The significant amount of earth—20 to 30 tons—provides a life force of its own.
Daryl fled Los Angeles and the toxic house in a travel trailer retrofitted with natural materials and began an intense period of re-education and healing. She soon began to think clearly again, and her symptoms vanished. From that day forward, whenever Daryl decorated or purchased anything for her house, she did it consciously, using products biologically conducive to life.
“I consider myself lucky,” she says. “We all should avoid these strong synthetics, but because I am sensitive I can detect them. I regard my sensitivity as a gift.”

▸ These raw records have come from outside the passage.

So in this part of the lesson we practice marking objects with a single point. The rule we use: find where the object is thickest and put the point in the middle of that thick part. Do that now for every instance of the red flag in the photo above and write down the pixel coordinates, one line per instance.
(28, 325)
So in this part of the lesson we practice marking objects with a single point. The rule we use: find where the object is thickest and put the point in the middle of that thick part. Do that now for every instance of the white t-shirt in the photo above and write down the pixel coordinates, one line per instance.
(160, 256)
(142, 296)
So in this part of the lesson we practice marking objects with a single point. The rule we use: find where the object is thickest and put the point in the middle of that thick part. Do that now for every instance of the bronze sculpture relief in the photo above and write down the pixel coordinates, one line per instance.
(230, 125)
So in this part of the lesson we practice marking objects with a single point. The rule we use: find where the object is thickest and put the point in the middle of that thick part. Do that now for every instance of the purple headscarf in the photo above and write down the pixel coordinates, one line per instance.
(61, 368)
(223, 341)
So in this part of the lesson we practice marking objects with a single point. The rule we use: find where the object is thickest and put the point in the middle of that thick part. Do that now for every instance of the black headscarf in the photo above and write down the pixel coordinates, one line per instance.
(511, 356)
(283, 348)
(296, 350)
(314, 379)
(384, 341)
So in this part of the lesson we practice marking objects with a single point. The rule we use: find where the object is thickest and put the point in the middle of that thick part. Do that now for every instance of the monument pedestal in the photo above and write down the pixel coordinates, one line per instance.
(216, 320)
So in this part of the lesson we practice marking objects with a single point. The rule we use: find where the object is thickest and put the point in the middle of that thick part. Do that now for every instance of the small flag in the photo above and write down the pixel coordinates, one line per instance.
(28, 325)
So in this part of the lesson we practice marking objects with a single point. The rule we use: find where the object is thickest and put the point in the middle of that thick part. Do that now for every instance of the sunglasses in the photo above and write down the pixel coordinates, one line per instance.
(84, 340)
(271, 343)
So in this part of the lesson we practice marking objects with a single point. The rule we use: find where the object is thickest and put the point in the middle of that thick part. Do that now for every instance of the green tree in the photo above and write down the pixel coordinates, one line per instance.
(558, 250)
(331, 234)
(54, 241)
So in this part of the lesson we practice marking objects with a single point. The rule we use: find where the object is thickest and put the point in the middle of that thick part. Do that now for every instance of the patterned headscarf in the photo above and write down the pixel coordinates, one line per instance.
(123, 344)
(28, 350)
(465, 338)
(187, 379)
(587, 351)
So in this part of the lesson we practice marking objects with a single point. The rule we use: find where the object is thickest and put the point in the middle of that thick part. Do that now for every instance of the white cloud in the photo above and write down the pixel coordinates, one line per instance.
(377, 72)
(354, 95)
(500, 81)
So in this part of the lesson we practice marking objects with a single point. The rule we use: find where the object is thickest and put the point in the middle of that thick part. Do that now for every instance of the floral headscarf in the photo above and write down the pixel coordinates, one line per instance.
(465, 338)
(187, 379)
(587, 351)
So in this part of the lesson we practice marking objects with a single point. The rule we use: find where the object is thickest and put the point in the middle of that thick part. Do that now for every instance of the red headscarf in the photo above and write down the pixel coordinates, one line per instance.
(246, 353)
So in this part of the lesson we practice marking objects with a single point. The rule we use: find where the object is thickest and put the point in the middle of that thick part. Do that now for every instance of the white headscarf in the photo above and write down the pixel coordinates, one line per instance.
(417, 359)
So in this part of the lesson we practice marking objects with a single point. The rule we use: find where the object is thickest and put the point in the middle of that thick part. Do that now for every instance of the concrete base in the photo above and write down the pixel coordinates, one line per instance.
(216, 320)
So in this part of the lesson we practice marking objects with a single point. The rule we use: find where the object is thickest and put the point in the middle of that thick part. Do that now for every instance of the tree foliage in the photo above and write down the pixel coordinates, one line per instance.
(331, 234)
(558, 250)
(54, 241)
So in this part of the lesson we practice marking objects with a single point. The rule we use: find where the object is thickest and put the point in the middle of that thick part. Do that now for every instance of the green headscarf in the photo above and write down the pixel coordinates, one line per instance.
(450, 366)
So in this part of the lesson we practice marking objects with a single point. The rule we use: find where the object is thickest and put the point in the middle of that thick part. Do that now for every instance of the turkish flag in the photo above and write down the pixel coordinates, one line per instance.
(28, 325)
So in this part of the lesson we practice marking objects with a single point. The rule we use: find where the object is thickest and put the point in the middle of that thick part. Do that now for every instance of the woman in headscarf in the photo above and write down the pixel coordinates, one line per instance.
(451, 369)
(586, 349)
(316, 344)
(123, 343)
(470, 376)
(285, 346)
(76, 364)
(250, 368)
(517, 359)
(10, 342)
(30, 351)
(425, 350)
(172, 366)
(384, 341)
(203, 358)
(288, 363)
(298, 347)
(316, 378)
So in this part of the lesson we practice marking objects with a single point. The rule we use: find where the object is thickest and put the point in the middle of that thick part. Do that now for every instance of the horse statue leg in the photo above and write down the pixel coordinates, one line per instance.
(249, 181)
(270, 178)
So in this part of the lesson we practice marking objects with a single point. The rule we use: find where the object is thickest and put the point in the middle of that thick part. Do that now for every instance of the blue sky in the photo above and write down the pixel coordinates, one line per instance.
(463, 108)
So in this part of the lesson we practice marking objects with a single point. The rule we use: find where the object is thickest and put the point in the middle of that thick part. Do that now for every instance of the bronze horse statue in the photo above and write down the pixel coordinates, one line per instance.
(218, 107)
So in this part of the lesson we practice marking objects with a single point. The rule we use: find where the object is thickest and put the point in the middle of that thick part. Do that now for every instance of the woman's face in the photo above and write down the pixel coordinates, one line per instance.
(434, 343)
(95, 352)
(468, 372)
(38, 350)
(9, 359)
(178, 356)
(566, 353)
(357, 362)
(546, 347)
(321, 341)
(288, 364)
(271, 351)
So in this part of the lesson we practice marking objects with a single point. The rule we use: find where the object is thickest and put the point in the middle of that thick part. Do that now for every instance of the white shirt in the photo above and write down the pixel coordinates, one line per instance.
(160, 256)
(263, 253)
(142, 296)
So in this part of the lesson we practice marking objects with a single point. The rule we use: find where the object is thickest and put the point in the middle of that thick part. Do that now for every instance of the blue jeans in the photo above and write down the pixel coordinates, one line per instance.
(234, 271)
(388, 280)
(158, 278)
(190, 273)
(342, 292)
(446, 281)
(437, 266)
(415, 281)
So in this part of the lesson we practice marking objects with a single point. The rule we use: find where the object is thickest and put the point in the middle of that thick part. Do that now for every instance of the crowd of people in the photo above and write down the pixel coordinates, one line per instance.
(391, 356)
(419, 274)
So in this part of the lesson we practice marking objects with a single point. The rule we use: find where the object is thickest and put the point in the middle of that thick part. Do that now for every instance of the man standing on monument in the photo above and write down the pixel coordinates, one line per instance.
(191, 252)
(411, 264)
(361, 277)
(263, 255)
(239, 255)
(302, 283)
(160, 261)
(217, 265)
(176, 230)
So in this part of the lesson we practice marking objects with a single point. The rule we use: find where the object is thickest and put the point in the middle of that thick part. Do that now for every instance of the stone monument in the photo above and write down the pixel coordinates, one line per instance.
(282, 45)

Along the way her concept of beauty changed too. Where once she viewed natural interiors as sterile, featureless environments, she now sees them as biologically beautiful. Her new house attests to her evolution. Infused with Daryl’s uncompromising spirit, this—the third “natural” house she has designed for herself—is built to be ecological as well.
“I wanted a healthy house, built for longevity out of ecologically sensitive materials, one that breathes and feels and smells like living in nature,” she explains. And that’s exactly what she got. Designed with Paula Baker-Laporte and built by Robert Laporte of Santa Fe’s Econest Building Company, along with Steve Vessey, Daryl’s 1,500-square-foot house is as warm as a hobbit’s, even in winter when wild canyon winds blow.
Keeping it simple
Design of the house took cues from the timberframe construction and Daryl’s wish for an organic, European-style country cottage. “A simple layout was important to me,” she says. “I realized from past experience that I basically live in my kitchen. So I wanted one big room incorporating the kitchen, dining, and living area, heated by the sun and a woodstove. Then a bedroom and bath for my daughter and a separate bedroom and bath for myself.”